Second oddity is a new children’s book about two street kittens rescued in Gaza by IDF soldiers during Operation Protective Edge (Tsuk Eytan in Hebrew). The book offers a severely truncated version of events leading to the war and focuses solely on the hardship and suffering it inflicted on Israelis. In fact, in the book Palestinians don’t exist, which seems fitting for contemporary views of them in Israel. The cats had no previous owners. They just came to the Israelis naturally as if they’d always known them and owned them. The names of the kittens? Tsuk and Eytan, of course.
The ending is a beautiful, warm dream with the kittens sitting in the soldier’s bedroom enjoying their safe, secure new home.
Israeli media, as I’ve written here, doesn’t consider its mission solely to report and analyze the news. Unlike all other western media, it also considers itself the cheerleader for the nation. It sees its role as holding the banner of national pride high for readers and the world to see. As an example, Yediot recently devoted an entire week to headline articles attacking BDS.
Now, Ronen Bergman, one of Israel’s best investigative journalists, profiled Dutch BDS activist, Frank van der Lind in Yediot. The article is quite interesting. But Ronnie Barkan brought to my attention the yellow box right next to the picture of van der Lind announcing future Yediot articles attacking BDS. It intrudes on the otherwise serious profile of the Dutch activist (Bergman had nothing to do with it or its placement), saying:
The baseless rumors about murders of children. Lies about apartheid. Inventions about ethnic cleansing. And the factual responses to all of these. How to beat BDS incitement against Israel.

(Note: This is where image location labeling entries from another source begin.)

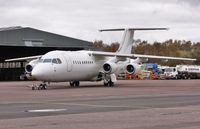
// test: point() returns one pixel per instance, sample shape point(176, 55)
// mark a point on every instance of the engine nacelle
point(132, 68)
point(29, 67)
point(109, 67)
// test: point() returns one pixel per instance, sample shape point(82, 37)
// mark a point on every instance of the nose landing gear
point(42, 86)
point(74, 83)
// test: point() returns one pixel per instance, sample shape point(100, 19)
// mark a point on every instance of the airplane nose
point(36, 73)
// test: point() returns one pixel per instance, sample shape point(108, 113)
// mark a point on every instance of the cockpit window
point(47, 61)
point(54, 61)
point(59, 61)
point(41, 60)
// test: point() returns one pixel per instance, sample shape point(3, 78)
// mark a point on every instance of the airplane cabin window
point(41, 60)
point(59, 61)
point(47, 61)
point(54, 61)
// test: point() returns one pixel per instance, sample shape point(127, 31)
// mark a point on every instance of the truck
point(183, 72)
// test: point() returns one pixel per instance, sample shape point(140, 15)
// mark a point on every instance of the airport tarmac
point(131, 104)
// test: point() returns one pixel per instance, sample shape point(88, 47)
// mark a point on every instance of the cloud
point(82, 18)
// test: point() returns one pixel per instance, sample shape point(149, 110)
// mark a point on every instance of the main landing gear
point(109, 80)
point(42, 86)
point(74, 83)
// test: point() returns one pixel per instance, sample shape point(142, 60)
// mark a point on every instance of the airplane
point(85, 65)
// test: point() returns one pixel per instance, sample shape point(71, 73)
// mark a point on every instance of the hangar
point(25, 41)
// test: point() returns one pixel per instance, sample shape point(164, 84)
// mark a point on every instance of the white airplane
point(76, 66)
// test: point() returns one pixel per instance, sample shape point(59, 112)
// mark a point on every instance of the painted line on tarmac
point(45, 110)
point(92, 105)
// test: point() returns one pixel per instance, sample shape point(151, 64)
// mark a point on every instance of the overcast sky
point(83, 18)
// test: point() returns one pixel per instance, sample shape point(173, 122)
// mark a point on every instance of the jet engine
point(109, 67)
point(132, 68)
point(29, 67)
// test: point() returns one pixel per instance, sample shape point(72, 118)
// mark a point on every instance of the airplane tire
point(105, 83)
point(71, 84)
point(111, 83)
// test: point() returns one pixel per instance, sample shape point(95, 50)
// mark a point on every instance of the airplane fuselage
point(78, 65)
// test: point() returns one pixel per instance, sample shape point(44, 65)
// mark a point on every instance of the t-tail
point(127, 40)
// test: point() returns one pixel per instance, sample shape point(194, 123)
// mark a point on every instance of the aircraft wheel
point(77, 83)
point(71, 84)
point(111, 83)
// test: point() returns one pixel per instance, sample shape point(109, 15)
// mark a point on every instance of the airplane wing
point(23, 58)
point(140, 56)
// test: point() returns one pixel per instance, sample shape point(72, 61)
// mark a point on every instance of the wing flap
point(23, 58)
point(110, 54)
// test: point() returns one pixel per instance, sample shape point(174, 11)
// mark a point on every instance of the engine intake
point(29, 67)
point(109, 67)
point(132, 68)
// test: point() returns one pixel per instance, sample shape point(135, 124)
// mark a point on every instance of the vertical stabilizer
point(127, 40)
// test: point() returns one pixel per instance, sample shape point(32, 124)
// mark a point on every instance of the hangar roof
point(30, 37)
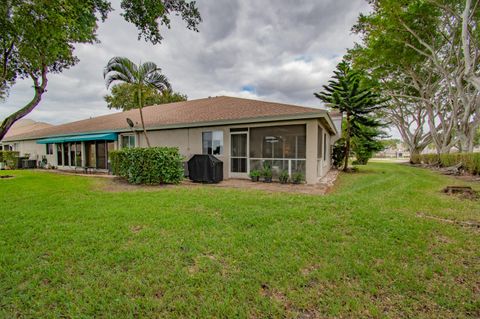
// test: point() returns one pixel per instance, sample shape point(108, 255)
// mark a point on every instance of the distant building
point(20, 127)
point(397, 151)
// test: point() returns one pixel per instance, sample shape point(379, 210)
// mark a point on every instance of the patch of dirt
point(117, 184)
point(470, 224)
point(275, 295)
point(464, 192)
point(453, 171)
point(310, 269)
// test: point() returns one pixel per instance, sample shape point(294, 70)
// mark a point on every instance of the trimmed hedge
point(154, 165)
point(10, 158)
point(469, 161)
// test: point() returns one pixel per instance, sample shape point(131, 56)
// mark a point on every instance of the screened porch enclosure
point(281, 147)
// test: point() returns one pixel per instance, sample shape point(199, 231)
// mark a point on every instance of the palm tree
point(145, 75)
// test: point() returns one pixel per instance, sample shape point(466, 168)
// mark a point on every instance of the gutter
point(319, 114)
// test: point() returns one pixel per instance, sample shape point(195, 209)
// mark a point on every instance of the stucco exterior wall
point(36, 151)
point(189, 142)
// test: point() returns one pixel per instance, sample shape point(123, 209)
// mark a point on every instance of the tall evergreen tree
point(142, 76)
point(355, 99)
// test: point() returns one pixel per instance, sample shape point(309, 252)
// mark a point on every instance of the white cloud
point(283, 50)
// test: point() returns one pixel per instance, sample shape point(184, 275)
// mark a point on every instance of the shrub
point(470, 162)
point(283, 177)
point(298, 178)
point(154, 165)
point(338, 153)
point(10, 158)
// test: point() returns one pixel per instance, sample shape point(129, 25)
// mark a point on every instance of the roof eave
point(319, 114)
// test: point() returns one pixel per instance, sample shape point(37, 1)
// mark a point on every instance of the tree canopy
point(351, 93)
point(124, 97)
point(38, 37)
point(425, 56)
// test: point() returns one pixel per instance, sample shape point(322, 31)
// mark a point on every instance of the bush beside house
point(468, 161)
point(9, 158)
point(154, 165)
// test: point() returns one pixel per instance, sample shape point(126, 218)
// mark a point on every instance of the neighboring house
point(21, 127)
point(242, 133)
point(398, 151)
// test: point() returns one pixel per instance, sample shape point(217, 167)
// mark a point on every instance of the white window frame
point(222, 145)
point(130, 136)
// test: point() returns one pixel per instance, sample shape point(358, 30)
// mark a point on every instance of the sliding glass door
point(238, 153)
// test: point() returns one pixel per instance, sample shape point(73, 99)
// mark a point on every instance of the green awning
point(79, 138)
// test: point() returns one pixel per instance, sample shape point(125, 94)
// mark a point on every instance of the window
point(325, 146)
point(59, 155)
point(212, 142)
point(128, 141)
point(49, 148)
point(319, 143)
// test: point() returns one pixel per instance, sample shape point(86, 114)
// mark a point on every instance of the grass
point(68, 249)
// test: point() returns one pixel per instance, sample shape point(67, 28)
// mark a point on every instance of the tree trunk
point(347, 143)
point(140, 108)
point(39, 90)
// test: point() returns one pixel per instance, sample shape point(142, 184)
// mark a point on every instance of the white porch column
point(311, 158)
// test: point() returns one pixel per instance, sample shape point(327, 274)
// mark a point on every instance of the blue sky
point(271, 50)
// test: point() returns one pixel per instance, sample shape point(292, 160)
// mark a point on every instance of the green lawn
point(70, 249)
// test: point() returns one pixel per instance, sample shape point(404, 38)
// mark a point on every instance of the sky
point(273, 50)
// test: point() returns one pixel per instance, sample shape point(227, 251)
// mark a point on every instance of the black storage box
point(205, 169)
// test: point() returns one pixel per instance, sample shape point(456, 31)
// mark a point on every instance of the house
point(20, 127)
point(243, 133)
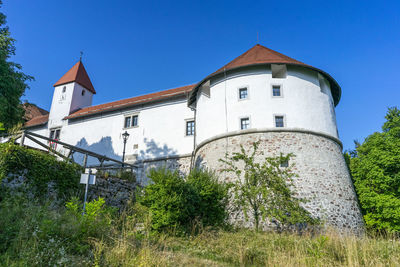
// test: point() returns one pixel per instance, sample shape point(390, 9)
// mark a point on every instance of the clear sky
point(137, 47)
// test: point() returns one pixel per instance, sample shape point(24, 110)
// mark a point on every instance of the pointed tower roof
point(261, 55)
point(77, 74)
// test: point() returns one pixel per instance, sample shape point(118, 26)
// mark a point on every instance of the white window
point(279, 120)
point(131, 121)
point(243, 94)
point(55, 134)
point(276, 91)
point(244, 123)
point(190, 128)
point(278, 71)
point(284, 164)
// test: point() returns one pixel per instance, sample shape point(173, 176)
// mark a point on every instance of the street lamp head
point(125, 136)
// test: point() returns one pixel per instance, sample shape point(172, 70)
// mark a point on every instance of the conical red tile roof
point(258, 55)
point(79, 75)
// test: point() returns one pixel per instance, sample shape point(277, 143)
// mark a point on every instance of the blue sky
point(137, 47)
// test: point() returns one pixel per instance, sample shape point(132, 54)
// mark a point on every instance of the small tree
point(375, 169)
point(13, 82)
point(264, 189)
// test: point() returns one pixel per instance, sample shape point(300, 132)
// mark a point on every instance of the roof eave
point(333, 82)
point(71, 117)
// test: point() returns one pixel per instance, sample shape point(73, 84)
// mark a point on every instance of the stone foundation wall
point(116, 192)
point(180, 163)
point(323, 174)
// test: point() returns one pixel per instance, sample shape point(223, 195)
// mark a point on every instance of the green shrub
point(177, 204)
point(171, 202)
point(33, 233)
point(375, 169)
point(211, 206)
point(40, 168)
point(94, 222)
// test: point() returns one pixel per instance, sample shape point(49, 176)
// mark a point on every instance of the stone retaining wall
point(323, 174)
point(116, 192)
point(180, 163)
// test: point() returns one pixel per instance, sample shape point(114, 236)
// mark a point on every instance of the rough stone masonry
point(323, 177)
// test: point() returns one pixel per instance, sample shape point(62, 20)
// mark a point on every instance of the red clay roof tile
point(36, 121)
point(79, 75)
point(124, 103)
point(259, 54)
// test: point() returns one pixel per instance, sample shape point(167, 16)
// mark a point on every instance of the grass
point(248, 248)
point(37, 234)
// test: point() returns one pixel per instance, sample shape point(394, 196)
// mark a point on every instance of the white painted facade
point(67, 98)
point(160, 131)
point(305, 102)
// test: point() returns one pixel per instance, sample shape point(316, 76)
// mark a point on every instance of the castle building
point(262, 95)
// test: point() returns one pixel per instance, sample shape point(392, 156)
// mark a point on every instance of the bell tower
point(72, 91)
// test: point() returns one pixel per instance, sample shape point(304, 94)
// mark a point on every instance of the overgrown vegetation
point(33, 234)
point(375, 168)
point(175, 204)
point(39, 168)
point(13, 82)
point(264, 188)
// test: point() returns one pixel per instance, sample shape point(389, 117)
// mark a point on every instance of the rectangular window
point(243, 93)
point(127, 122)
point(134, 120)
point(278, 71)
point(52, 134)
point(276, 90)
point(285, 164)
point(244, 123)
point(131, 121)
point(279, 121)
point(57, 134)
point(189, 128)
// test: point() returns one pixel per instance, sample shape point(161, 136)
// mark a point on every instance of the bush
point(212, 203)
point(40, 168)
point(175, 203)
point(94, 222)
point(375, 169)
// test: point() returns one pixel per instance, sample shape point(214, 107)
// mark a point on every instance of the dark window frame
point(244, 123)
point(190, 128)
point(243, 93)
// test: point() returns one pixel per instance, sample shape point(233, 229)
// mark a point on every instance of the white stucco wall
point(60, 105)
point(304, 104)
point(78, 100)
point(64, 104)
point(160, 131)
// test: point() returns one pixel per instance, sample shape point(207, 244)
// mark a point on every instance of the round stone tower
point(289, 107)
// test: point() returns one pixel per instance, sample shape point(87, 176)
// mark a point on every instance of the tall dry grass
point(246, 248)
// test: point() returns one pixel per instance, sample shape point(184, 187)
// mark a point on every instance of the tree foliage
point(13, 82)
point(39, 168)
point(265, 189)
point(175, 203)
point(375, 168)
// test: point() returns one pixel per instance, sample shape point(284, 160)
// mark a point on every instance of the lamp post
point(125, 136)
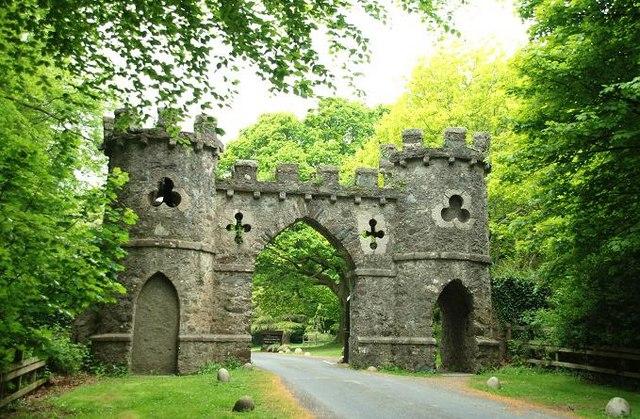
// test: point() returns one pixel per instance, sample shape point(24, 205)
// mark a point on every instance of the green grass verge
point(193, 396)
point(556, 389)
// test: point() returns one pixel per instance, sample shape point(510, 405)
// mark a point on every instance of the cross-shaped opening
point(165, 194)
point(238, 228)
point(455, 210)
point(373, 233)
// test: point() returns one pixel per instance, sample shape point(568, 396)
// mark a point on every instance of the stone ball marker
point(244, 404)
point(223, 375)
point(494, 383)
point(618, 407)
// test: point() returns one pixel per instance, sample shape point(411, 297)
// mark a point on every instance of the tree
point(61, 239)
point(186, 49)
point(299, 267)
point(297, 279)
point(470, 88)
point(580, 87)
point(454, 87)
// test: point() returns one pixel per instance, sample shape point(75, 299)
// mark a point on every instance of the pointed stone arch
point(457, 344)
point(156, 327)
point(329, 234)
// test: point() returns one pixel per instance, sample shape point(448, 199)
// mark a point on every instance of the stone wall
point(204, 236)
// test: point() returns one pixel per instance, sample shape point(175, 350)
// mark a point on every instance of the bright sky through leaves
point(396, 49)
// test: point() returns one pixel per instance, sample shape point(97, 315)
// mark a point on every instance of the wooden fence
point(21, 379)
point(622, 362)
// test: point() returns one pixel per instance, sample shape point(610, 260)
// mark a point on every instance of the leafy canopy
point(61, 239)
point(300, 277)
point(580, 88)
point(188, 49)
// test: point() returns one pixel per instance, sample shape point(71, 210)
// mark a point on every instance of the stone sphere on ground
point(618, 407)
point(494, 383)
point(244, 404)
point(223, 375)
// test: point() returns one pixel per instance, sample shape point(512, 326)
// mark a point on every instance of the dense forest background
point(564, 113)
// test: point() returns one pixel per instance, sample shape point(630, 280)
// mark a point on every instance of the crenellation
point(412, 137)
point(245, 171)
point(287, 172)
point(328, 176)
point(419, 240)
point(125, 126)
point(455, 138)
point(366, 177)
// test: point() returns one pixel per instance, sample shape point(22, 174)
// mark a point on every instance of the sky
point(396, 48)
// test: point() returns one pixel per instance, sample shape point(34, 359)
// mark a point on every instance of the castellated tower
point(417, 248)
point(168, 270)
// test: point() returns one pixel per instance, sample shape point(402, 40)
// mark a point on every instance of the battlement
point(455, 149)
point(325, 183)
point(125, 127)
point(326, 180)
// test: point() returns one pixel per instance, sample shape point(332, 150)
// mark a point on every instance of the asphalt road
point(332, 391)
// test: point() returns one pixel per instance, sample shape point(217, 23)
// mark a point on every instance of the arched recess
point(457, 341)
point(156, 327)
point(346, 284)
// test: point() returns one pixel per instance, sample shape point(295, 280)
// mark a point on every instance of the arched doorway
point(156, 326)
point(301, 287)
point(455, 305)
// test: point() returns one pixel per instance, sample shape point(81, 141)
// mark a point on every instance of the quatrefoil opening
point(238, 228)
point(373, 234)
point(455, 210)
point(165, 194)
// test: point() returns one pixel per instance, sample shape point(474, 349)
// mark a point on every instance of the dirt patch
point(278, 387)
point(462, 384)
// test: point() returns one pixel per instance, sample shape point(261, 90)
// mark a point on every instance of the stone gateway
point(416, 243)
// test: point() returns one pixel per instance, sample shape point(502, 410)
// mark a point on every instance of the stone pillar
point(171, 188)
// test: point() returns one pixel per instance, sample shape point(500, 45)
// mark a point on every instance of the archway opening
point(301, 288)
point(453, 328)
point(156, 327)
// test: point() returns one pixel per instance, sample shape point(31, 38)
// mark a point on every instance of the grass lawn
point(192, 396)
point(557, 389)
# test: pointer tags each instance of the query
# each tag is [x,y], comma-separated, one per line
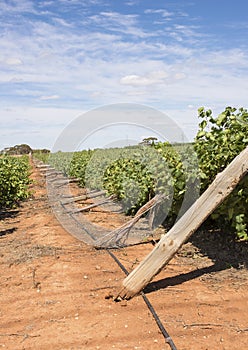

The best analogy I could think of was a high school principal who, fearing its students would all fail their matriculation exam, prepared a cheat sheet offering the answers to the test. Israeli media are so frightened of BDS that they have to offer a primer for rebutting the arguments it offers. They fear that if Israelis don’t prepare for this onslaught of propaganda that the very state itself might topple.